The remarkable aspect of Donald Trump’s criminal trial is the no-nonsense approach of Judge Juan Merca and the extent to which he – and he alone – controls the proceedings.
The judge is the judge in the courtroom, not the former president. Merchan continued Monday’s court by wishing Trump “Good morning.” That was perhaps the only kind word from former Trump Organization comptroller Jeffrey McConney in hours of testimony.
When the judge entered the courtroom, Trump stood with everyone else. When the judge sat down, Trump sat down. As the jurors spoke during a break, they avoided eye contact with the famous defendant, who stood silently as they passed.
All of this is normal protocol for a criminal trial. However, it became known that the protocol would fall apart when Trump was indicted.
The judge in the January defamation trial, Lewis Kaplan, threatened to eject Trump from the courtroom after the former president’s accuser, E. Jean Carroll, made vocal comments during his testimony. The judge told Trump at one point to “keep his voice down.”
Merchan minimizes theatrics. He pleaded guilty to a $1,000 fine at the start of Monday’s proceedings, marking Trump’s 10th violation of the gag order.

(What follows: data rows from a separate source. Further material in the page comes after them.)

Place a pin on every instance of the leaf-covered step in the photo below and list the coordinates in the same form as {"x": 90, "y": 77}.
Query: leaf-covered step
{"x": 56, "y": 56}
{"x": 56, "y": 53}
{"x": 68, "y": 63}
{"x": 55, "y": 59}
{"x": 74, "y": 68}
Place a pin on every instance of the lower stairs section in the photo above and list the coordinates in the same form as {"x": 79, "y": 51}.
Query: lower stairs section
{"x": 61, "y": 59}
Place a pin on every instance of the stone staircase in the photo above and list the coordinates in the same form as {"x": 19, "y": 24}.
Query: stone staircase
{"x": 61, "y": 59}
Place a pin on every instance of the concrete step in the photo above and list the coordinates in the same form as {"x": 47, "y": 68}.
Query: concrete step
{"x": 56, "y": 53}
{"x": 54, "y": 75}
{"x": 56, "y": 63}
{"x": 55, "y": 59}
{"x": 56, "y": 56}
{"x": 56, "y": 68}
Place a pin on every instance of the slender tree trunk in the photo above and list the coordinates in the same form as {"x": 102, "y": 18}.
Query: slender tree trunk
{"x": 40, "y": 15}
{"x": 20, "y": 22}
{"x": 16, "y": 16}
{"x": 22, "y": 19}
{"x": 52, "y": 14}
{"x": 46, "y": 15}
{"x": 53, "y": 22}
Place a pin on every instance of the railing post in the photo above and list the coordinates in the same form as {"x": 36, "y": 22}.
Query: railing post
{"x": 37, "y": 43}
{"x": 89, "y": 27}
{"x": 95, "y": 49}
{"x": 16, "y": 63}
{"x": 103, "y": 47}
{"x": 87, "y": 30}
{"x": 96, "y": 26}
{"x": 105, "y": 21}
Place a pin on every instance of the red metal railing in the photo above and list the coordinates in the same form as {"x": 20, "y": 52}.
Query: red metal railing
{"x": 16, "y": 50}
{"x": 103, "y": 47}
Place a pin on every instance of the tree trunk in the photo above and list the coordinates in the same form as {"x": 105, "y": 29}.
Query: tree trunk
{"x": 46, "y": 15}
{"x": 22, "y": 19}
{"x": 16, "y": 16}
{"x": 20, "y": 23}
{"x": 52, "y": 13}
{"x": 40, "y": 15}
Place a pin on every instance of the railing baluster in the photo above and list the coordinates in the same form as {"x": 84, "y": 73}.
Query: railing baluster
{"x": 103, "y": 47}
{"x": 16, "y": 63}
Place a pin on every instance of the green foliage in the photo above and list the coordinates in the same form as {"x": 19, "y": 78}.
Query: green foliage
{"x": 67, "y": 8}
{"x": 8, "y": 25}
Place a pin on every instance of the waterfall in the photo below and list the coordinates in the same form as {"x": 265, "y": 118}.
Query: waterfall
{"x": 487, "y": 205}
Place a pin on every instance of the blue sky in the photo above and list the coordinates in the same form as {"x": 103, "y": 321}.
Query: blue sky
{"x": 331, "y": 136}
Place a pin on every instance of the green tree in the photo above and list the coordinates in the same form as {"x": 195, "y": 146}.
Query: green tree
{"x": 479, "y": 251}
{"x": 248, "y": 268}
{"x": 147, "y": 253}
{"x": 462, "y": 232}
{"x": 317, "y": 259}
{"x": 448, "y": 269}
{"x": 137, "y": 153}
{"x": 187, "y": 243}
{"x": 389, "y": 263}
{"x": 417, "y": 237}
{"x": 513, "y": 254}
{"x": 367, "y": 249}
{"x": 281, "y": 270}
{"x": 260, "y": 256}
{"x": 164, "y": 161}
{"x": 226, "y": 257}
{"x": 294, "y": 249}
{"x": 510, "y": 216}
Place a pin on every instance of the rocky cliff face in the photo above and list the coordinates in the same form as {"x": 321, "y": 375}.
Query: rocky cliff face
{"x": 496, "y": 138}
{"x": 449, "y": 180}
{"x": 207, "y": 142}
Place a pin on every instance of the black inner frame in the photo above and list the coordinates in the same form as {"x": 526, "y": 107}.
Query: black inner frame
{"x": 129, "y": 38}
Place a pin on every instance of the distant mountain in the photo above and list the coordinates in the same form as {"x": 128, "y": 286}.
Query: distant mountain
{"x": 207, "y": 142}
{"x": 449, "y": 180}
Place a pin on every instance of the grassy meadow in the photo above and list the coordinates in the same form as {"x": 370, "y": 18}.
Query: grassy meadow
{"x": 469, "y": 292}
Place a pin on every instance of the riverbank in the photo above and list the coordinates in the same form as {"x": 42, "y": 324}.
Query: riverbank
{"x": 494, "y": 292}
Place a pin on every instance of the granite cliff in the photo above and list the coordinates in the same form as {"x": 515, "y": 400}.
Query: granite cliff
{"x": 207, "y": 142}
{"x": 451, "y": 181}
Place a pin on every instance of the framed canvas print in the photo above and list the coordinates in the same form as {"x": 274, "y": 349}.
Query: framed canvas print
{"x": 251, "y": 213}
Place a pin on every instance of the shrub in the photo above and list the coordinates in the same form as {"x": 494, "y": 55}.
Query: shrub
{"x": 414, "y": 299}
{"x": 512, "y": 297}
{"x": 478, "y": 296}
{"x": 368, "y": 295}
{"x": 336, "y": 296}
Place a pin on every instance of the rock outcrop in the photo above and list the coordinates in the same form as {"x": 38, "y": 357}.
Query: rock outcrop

Fines are not an effective deterrent, Merchan warned, so the stakes have been raised. Additional violations could land Trump in prison, the judge said.
“The last thing I want to do is put you in jail,” Merchan said. “You are a former president of the United States and you may be the next president.”
Trump just sat and listened.
But when the court day ended, he struck a more belligerent tone in the hallway.
“Frankly, our Constitution is more important than a prison,” Trump told reporters in the hallway. “I’ll make that choice any day.”
It is impossible to say whether Trump will become jealous again and risk losing his freedom. But in the courtroom, at least, Trump showed more deference than defiance. To testify, she sat blindfolded at the defense table as she painstakingly went through the mechanics of paying Michael Cohen the $130,000 paid to McConney and later Trump Organization witness porn actress Stormi Daniels.
George Grasso, a retired New York City judge and former top police officer, sat in the audience Monday to watch the proceedings. He praised Mercha for combining patience and determination in his relationship with Trump.
“Any other defendant who commits these repeated violations would already be jailed for contempt,” Grasso said in an interview. “He [Trump] trying to say he was treated differently. They treat him differently: he is given more freedom than a common defendant.”
“What the judge clearly did today was to let the defendant know, but he’s going to do that [jail Trump for more violations of the gag order], he doesn’t want to do it. ‘Here are the rules. Please comply!”
Looking thinner than during his presidency, Trump left the courtroom in the afternoon when the court adjourned. One of the prosecutors had just told Merchan that he expected the trial to last another two weeks.
Trump walked past reporters, court security, sketch artists and even a few New Yorkers like Grasso, who came into the courtroom with its faded wood paneling and exposed wires to watch the historic spectacle.
He frowned slightly as he glanced around the press section, but remained silent.